My interests are for strange reasons centered around a line from the French Alps to Helsinki. Since December 2000 I live and work in Copenhagen, the capital of Denmark. Or, more precisely, I live in what's evolving into Copenhagen's easternmost suburb, the town Malmö in Sweden.
Having moved quite a few times in my life, both as a child and as an adult, I have a certain interest for Xenophobia and nationalist prejudices. The fate of linguistic, religious and ethnic minorities in Germany, in the European Union and in Europe as a whole, can usually get me heavily involved in boring discussions on transculturation. It will be hard, but I am doing my best to avoid that while here.
I consider myself (among other things):
My formal education is limited, to express it mildly. I wasn't tuned in on school and homework when I was in that age. Much of my life ever since has been sort of a compensation for that. My Wikipedia editing also - for sure!
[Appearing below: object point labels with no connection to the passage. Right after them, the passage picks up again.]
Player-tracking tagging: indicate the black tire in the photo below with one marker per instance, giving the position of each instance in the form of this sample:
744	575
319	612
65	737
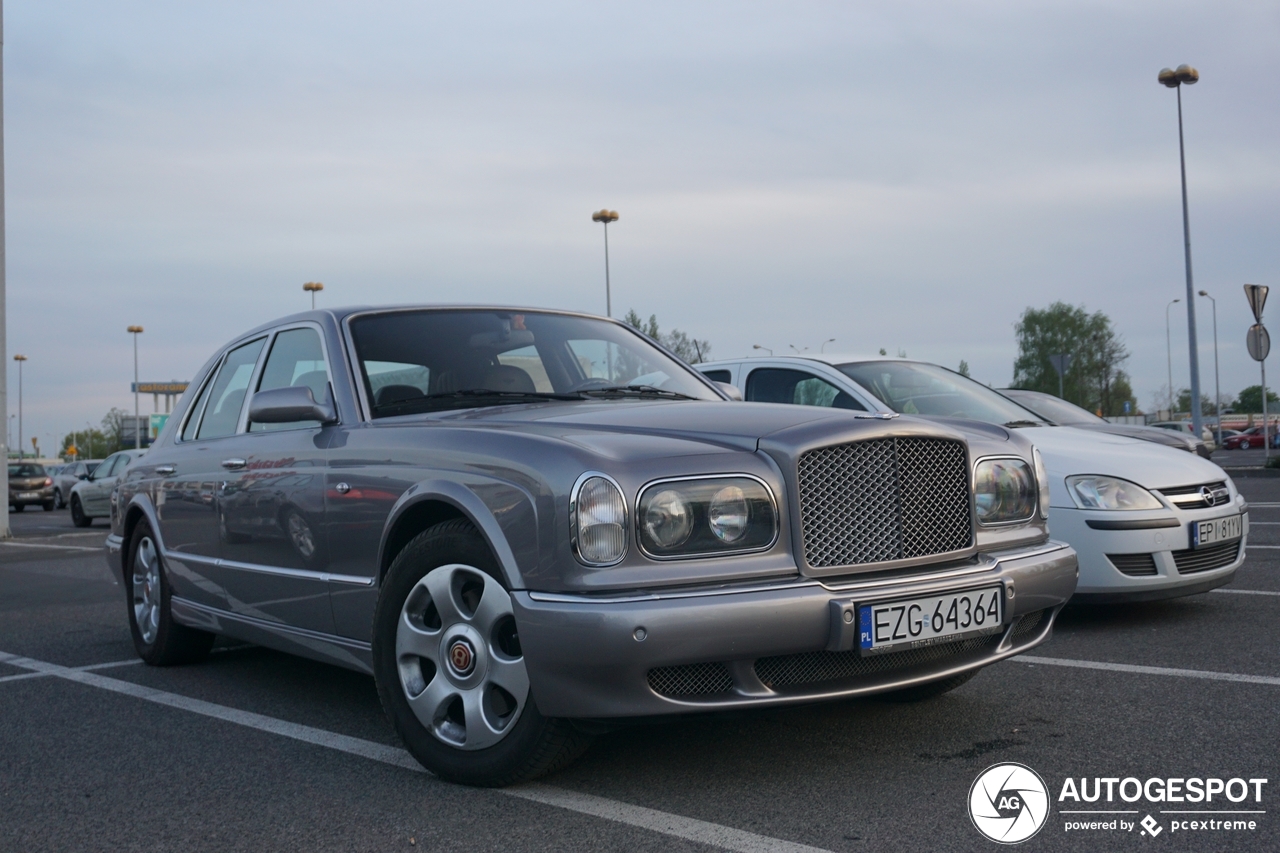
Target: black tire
922	692
534	746
78	516
164	642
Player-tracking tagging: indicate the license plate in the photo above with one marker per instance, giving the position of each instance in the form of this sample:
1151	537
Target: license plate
926	621
1205	533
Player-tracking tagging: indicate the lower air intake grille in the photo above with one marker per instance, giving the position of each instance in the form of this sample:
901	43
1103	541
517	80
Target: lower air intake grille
1206	559
790	670
1134	564
691	679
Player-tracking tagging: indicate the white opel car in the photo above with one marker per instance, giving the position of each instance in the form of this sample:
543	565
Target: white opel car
1147	521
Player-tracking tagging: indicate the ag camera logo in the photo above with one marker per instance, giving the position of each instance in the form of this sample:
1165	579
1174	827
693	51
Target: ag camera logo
1009	803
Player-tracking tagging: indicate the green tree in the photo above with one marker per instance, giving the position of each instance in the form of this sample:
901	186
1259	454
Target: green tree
689	349
1095	378
1249	401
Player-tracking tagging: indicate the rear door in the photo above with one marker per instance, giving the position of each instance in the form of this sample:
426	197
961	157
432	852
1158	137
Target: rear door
273	551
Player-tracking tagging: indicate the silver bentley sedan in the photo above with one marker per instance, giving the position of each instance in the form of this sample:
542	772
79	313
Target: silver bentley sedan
530	524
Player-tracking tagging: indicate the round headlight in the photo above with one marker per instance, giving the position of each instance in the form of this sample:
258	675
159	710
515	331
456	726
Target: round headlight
1004	489
600	516
728	514
668	519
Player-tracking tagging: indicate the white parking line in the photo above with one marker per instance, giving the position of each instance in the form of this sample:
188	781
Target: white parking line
32	544
1148	670
673	825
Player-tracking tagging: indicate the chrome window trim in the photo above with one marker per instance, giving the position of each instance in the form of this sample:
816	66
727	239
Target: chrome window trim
703	555
973	491
256	379
572	520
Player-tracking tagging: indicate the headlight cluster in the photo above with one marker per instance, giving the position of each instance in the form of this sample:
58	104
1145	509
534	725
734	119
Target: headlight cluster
1004	491
599	518
705	516
1098	492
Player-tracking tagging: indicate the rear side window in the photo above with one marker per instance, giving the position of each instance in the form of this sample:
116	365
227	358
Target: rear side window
228	391
296	360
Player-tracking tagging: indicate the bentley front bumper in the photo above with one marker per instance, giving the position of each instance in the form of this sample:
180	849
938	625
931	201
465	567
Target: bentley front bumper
767	644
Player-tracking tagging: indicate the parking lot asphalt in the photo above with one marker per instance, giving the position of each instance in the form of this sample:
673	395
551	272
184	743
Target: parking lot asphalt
257	751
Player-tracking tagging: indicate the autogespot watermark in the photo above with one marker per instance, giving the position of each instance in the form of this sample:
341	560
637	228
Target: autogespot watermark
1010	803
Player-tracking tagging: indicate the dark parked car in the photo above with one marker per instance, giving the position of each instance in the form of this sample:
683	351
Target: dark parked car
1251	437
72	474
526	524
1064	414
30	484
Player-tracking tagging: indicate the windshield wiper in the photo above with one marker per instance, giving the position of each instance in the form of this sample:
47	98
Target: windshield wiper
471	397
635	391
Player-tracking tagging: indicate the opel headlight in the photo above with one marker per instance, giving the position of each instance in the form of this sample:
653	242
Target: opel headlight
1042	480
705	516
1098	492
1004	491
599	518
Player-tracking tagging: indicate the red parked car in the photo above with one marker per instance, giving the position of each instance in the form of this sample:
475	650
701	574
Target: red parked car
1251	437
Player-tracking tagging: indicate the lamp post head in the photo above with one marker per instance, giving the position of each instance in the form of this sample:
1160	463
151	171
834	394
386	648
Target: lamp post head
1175	77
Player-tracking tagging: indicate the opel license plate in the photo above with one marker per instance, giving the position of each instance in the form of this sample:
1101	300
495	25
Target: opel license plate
926	621
1215	530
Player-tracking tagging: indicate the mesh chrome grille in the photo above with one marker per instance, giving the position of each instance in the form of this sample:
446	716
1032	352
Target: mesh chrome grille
882	500
691	679
1206	559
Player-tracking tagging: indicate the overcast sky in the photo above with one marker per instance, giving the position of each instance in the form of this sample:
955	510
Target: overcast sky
905	176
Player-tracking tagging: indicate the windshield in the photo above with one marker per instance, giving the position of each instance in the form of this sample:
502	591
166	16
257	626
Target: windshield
1054	409
917	388
433	360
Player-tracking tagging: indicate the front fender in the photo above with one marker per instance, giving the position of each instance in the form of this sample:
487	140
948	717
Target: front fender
519	524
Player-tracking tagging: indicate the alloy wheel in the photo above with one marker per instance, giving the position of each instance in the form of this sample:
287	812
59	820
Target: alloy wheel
458	657
146	589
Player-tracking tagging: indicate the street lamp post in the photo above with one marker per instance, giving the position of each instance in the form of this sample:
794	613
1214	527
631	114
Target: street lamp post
606	217
137	433
1217	386
1175	78
1169	352
19	359
312	288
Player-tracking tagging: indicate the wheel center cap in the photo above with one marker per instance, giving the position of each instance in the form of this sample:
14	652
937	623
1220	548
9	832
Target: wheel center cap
462	657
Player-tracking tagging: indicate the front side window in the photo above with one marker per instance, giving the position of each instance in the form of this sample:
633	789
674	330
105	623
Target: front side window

On my handle, it can be noted that it has nothing with reality to do. I've never had any RL connection with the Ruhrgebiet. My not-so-clever classmates did however not believe me, when I as a 12 year's old arrived in the class, telling that I came from a country-town in westernmost Germany, West of Osnabrück. In "Westernmost Germany?" They knew nothing but Ruhr there, and I made the mistake to try to correct the misconception with exaggerated enthusiasm, ...why the name stuck on me. ;->
In retrospect great impacts and influences from friends and relatives are obvious, like when my closest friend celebrated his 18th birthday by proudly declaring he was to undergo Bris milah, learn Yiddish and start practicing Judaism, or when my great-aunt revealed how her much beloved big-sister (that was my grand-mother) had been an enthusiastic local activist of Bund Deutscher Mädel, giving a picture of their perception of Nazi ideology which hadn't much in common with how it has become known after World War II.